What is an important aspect of managing refeeding syndrome in patients with anorexia nervosa?
- A. Refeeding the patient with high-calorie foods immediately.
- B. Monitoring electrolytes closely during the refeeding process.
- C. Allowing the patient to eat whatever they want without restrictions.
- D. Restricting fluid intake to avoid water retention.
Correct Answer: B
Rationale: The correct answer is B because monitoring electrolytes closely during refeeding is crucial to prevent life-threatening complications such as electrolyte imbalances. Refeeding syndrome can lead to shifts in electrolytes, particularly phosphorus, potassium, and magnesium, which may result in cardiac arrhythmias, respiratory failure, or even death. Close monitoring allows for timely interventions to maintain electrolyte balance.
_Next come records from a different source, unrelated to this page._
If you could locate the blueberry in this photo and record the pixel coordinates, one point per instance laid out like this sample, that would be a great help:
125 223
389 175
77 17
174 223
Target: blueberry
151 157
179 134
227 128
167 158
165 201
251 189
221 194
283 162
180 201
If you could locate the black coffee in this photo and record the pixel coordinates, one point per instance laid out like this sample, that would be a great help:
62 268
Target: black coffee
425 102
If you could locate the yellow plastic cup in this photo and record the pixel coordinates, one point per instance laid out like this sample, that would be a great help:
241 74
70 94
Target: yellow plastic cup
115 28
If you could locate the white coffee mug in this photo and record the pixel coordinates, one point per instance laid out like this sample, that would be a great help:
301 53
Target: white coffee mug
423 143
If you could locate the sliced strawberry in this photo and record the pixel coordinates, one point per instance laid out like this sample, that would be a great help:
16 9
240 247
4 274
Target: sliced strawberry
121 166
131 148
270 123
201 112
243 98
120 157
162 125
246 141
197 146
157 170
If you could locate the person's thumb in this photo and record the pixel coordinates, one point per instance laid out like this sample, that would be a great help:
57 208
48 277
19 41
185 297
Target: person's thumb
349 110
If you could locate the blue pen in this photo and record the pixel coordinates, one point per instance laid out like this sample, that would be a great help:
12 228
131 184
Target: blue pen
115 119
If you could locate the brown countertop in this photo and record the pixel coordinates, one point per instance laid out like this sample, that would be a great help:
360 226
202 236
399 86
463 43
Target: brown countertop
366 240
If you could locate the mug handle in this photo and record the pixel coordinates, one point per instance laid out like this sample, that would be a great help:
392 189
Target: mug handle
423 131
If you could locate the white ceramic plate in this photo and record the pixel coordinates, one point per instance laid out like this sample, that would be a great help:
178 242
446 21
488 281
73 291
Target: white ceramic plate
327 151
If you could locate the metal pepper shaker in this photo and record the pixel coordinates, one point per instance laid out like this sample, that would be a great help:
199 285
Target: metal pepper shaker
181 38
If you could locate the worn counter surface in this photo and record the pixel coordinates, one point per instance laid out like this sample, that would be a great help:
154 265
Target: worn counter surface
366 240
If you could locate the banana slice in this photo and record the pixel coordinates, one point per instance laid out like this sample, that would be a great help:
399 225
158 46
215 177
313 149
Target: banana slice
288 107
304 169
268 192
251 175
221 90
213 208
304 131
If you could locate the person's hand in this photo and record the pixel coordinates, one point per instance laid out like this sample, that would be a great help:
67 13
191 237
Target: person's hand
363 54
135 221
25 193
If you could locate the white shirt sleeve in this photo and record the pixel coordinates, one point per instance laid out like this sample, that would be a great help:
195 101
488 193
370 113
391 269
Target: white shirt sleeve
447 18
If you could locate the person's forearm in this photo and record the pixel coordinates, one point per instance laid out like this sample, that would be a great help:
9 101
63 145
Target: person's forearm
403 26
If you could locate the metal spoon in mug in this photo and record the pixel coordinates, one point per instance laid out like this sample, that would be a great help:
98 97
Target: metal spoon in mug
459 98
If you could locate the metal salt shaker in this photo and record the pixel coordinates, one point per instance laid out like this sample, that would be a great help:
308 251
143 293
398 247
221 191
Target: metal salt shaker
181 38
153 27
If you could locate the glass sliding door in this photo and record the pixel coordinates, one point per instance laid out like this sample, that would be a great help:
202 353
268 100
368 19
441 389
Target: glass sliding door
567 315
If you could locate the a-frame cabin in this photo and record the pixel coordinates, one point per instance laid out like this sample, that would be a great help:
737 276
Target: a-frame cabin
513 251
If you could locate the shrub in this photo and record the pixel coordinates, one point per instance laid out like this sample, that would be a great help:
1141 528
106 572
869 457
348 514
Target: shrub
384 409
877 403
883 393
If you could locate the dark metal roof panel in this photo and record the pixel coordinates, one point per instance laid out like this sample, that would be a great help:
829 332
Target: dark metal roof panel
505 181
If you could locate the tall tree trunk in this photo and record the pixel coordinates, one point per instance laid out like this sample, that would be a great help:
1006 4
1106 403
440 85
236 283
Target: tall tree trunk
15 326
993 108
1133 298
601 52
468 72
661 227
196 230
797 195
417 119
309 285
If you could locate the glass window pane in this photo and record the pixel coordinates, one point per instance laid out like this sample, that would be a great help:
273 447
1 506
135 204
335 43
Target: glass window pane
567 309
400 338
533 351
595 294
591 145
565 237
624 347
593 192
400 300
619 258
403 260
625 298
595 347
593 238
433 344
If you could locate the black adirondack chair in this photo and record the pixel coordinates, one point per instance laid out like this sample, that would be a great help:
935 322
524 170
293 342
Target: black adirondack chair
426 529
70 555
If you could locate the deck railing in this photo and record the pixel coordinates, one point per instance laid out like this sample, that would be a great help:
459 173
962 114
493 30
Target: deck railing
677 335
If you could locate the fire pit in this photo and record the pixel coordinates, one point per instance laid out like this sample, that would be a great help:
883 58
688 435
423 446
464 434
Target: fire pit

Choice A is incorrect because refeeding a patient with high-calorie foods immediately can actually exacerbate refeeding syndrome by overwhelming the body's metabolic and electrolyte regulation processes. Choice C is incorrect because allowing the patient to eat whatever they want without restrictions can lead to rapid and uncontrolled weight gain, which may worsen medical complications. Choice D is incorrect because restricting fluid intake can also contribute to electrolyte imbalances and dehydration during refeeding.
The chief distinguishing feature of psychotic disorders is
- A. confusion of fantasy and reality
- B. antisocial conduct
- C. overwhelming anxiety
- D. obsessive behavior
Correct Answer: A
Rationale: Psychotic disorders are characterized by a loss of reality testing, such as hallucinations and delusions, distinguishing them from other conditions.
A nurse is caring for a patient diagnosed with anorexia nervosa. What is the most important intervention during the refeeding phase?
- A. Monitor weight gain and provide a structured meal plan.
- B. Encourage the patient to eat independently without supervision.
- C. Focus on psychological therapy to address emotional issues.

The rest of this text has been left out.